Padahal, memilih homeschooling barulah awal, bukan akhir dari perjalanan. Memilih homeschooling berarti mengambil tanggung jawab dari pihak lain (sekolah) dan mengalihkannya ke pundak sendiri. Itu berarti, jika ada kegagalan dalam pelaksanaan homeschooling, tak ada orang/pihak lain yang dapat dijadikan kambing hitam atas kegagalan itu.
Untuk membuat homeschooling bisa berjalan baik, diperlukan keterbukaan untuk belajar dan kerja keras di lapangan untuk mewujudkannya. Terus belajar untuk menjadi fasilitator belajar yang baik dan bekerja keras mencari cara agar proses belajar anak dapat berjalan efektif dan menyenangkan.
7 thoughts on “Kegagalan dalam homeschooling”
kegagalan bukan akhir dari segalanya kq,,, 😉
Menurut saya, homeschooling itu sulit gagal, karena bisa jadi keputusan homeschooling itu selalu kita evaluasi. Mau diteruskan apa sekolah. Kalau tampaknya HS sudah mustahil, ya pasti sekolah.
*Kita di sini maksudnya ortu HS, karena saya bukan ortu HS, hehe.
Homeschooling itu sampai umur 18 tahun saja (usia lulus SMA), setelah itu umur masih panjang. Paling nggak anak kita bentuk supaya bisa mandiri, punya keahlian yang bisa dibanggakan, bisa cari makan sendiri.

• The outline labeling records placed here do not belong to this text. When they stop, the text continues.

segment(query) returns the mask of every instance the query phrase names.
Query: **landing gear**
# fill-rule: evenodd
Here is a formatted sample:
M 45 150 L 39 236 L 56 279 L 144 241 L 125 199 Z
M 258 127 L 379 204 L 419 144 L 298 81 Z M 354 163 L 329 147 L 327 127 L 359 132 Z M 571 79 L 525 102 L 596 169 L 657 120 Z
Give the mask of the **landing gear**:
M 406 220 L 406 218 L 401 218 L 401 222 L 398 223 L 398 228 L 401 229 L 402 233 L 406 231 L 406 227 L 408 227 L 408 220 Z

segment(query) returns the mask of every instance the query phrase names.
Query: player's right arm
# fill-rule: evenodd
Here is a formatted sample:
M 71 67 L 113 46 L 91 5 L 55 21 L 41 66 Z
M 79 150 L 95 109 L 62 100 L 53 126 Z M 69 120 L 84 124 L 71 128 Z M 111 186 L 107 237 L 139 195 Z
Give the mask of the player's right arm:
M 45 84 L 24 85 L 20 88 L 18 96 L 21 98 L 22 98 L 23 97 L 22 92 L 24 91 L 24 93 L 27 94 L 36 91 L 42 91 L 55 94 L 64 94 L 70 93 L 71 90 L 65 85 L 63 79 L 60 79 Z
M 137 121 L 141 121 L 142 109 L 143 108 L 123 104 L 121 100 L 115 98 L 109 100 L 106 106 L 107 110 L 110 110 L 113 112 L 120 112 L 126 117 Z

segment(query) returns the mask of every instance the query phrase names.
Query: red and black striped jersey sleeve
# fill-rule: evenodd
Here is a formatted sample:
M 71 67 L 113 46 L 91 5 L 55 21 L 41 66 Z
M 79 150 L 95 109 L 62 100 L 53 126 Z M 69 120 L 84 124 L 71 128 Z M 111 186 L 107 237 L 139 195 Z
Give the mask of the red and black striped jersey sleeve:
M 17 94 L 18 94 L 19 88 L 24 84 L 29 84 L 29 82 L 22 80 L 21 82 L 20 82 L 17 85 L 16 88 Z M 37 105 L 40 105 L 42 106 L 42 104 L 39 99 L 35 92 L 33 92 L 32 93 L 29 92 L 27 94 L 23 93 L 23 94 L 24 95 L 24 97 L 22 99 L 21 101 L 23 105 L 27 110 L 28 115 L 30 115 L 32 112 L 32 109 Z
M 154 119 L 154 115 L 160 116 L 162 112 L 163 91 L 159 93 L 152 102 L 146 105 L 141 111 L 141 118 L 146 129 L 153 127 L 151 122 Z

Lagipula, gagal atau tidak gagal, siapa yang tahu? Bisa jadi suatu saat anak itu tampak gagal, padahal sebenarnya masa persiapan untuk sukses.
Misalnya ingat cerita Steve Jobs dulu itu, ketika dia DO kuliah, luntang-lantung nggak tahu mau ngapain, orang-orang bisa menilai dia gagal. Tetapi Steve Jobs mengatakan, bahwa masa DO itu dia perlukan untuk belajar tentang font dan sebagainya, yang dia perlukan untuk membuat komputer Apple. Jadi dia butuh masa sulit itu untuk sukses. Kuncinya follow your passion, trust your instinct, and have faith. Orangtua HS dalam posisi yang lebih baik untuk mengajarkan itu pada anak-anaknya, daripada orangtua yang selalu mengajarkan “ikuti saja apa kata gurumu”.
Saya takut gagal HS kalau komitmen kedua orang tua anak gak serius, apalagi jika keduanya sama sama bekerja , mungkin tetap mendatangkan guru privat kerumah, dan homeschooling tidak menjadi produk langsung orang tua kepada anak2nya…..
Assalamualaikum mas Aar sy mau tny apa sj persyaratan utk anak HS yg mau masuk skolah reguler? Anak sy saat ini ditingkat SMP memilih utk HS .saat SMA nanti dia mau kembali ke skolah reguler.bgaimana caranya dan apa saja persyaratannya? Apakah diperlukan rapot SMP.terimakasih mas Aar utk jawabannya
Syaratnya raport HS saat SMP, ijazah Paket B dan placement test di SMA yang dituju
Sy blom paham. Rapot HS itu mksudnya gmn?